C’est possible. J’avoue que je ne sais rien de ces rumeurs de départ de Nicolas Hulot. Cependant, Emmanuel Macron est allé tellement loin dans ce discours, notamment quand il a expliqué qu’il fallait cesser d’exporter du porc ou du poulet bas de gamme sans répondre à la demande intérieure, avec des mots très durs envers certaines filières agricoles qui n’ont pas fait les bons choix, que cela correspond à une véritable remise en cause d’un certain système agricole. Je ne pense donc pas que ce discours ait pour objectif immédiat de rattraper Nicolas Hulot. Il me semble au contraire qu’il exprime une prise de conscience forte de la part d’Emmanuel Macron.

Reste à voir si elle sera effectivement suivie d’effets concrets. Le signal donné me paraît tout à fait positif à l’heure d’aujourd’hui. Et on veut y croire, tout en restant vigilant pour la suite. C’est en tout cas la première fois qu’on a un discours présidentiel avec une hauteur de vue qui ose pointer les problèmes du modèle agricole productiviste. On ne va donc pas faire la fine bouche d’emblée. Surtout qu’il ne s’agit pas d’un discours de campagne électorale, mais bien celui d’un président de la République en exercice.

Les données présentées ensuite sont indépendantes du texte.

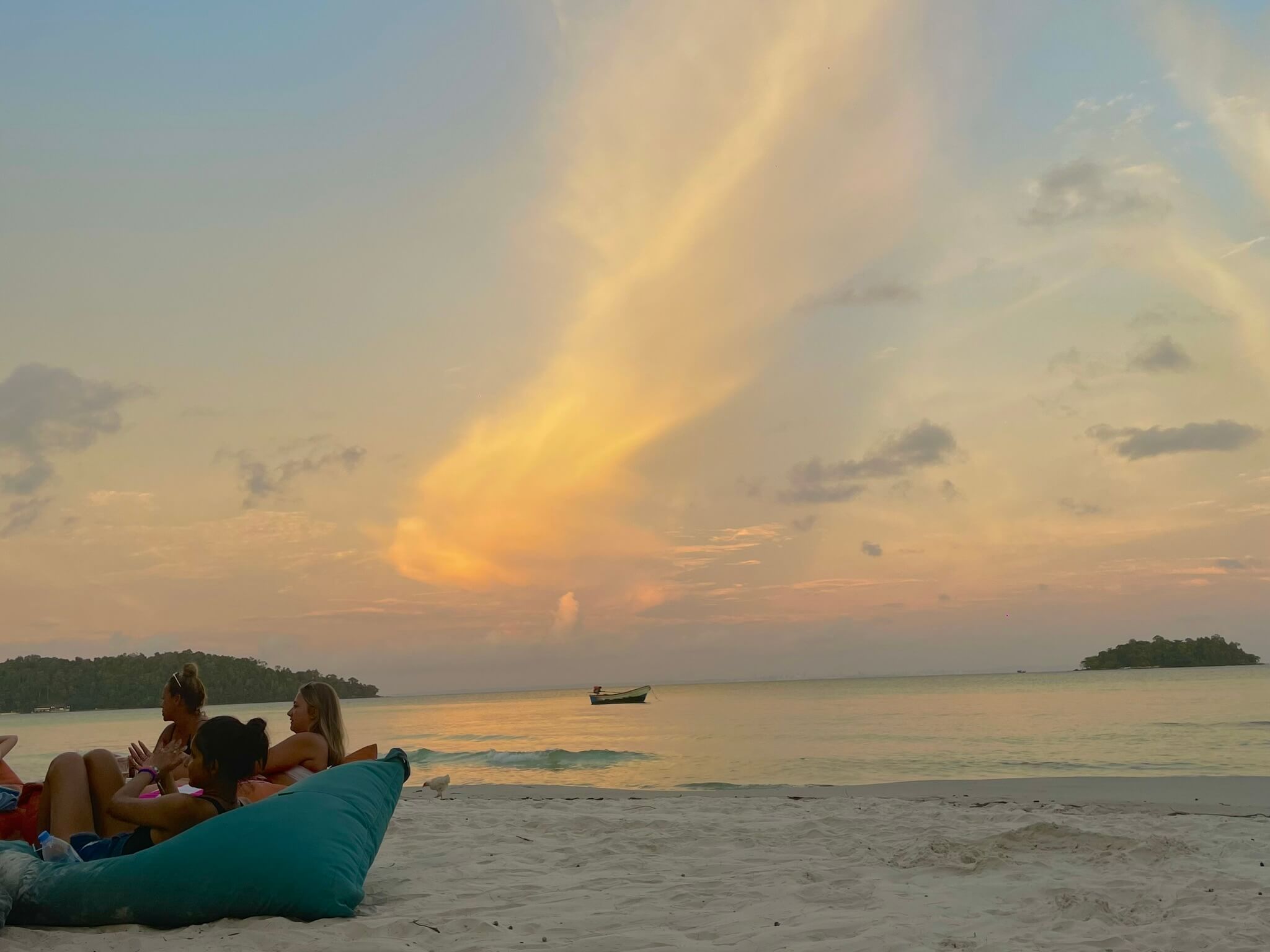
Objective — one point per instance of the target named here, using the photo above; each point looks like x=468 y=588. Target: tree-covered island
x=138 y=681
x=1160 y=653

Ces annonces ne continuent-elles pas à faire la part belle à la grande distribution ? Cela ne va-t-il pas encore augmenter, si le dispositif sur les prix est mis en place, la dépendance des paysans par rapport à la grande distribution ?

Je ne le crois pas en l’espèce. Ce n’est pas parce qu’on va acter dans les contrats que nos prix seront payés au moins à nos coûts de revient que l’on augmente la dépendance. Celle-ci est déjà là par effet contractuel, elle ne sera pas renforcée. Contractualiser à partir des coûts de production est au contraire un moyen de sécuriser les producteurs et de leur permettre d’initier la transition (environnementale, sociale), et même, peut-être, à terme, de se passer d’une partie de leurs débouchés en grandes surfaces puisque si les coûts de revient sont garantis, ils peuvent espérer avoir une rémunération minimale et faire des choix plus ambitieux. C’est-à-dire à terme de mieux vivre et, sur les territoires, de travailler autrement.